10 SEPTEMBER 1904, Page 2

The future marriage of the German Crown Prince, which has

been a matter of great anxiety to the Imperial Court and the people of Germany, has been somewhat unexpectedly settled. The Emperor took the occasion of a festival which he attended in Schleswig-Holstein to announce that his son had betrothed himself to the Duchess Cecilia, sister of the reigning Grand Duke of Mecklenburg-Schwerin. Report speaks well of the young Duchess, who is only eighteen; and as she is a German Princess, a descendant of the worshipped Queen Louise of Prussia, and connected with the reigning families of Russia and Denmark, as well as with the ex-Royal Family of Hanover, the alliance is popular throughout Germany. To outsiders its great interest consists in the fact that the Crown Prince, who will one day play so important a part in European politics, is to be married—next spring— within the caste, and will from that period be more visible to diplomatists and the general public of Europe.
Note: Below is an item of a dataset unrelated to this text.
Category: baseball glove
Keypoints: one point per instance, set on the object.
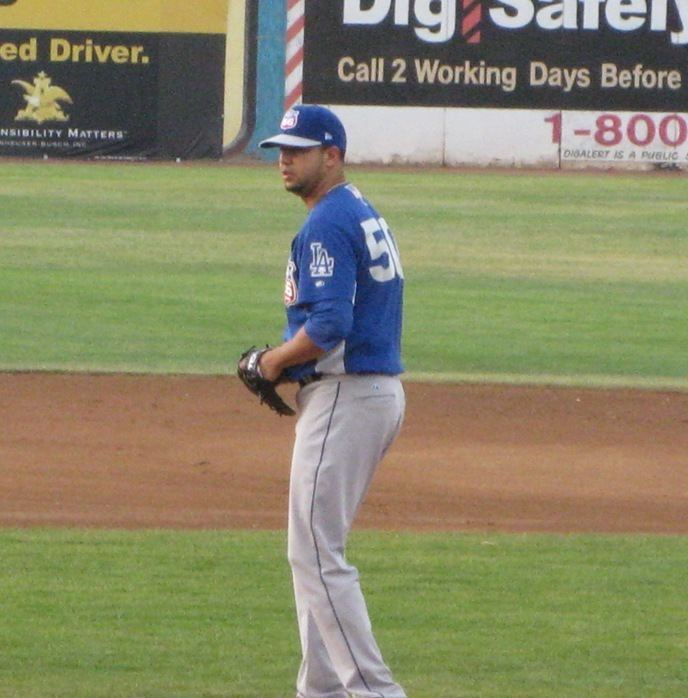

At present he is little known, but he is believed in Berlin to have ability and a character; and the rumour that he is an absolutist probably signifies only that he is a Hohenzollern. Francis Joseph of Austria was once the strongest of absolutists, and is said still to believe in that theory of government; but he has made a good many concessions in his lifetime, and in Hungary is strictly constitutional.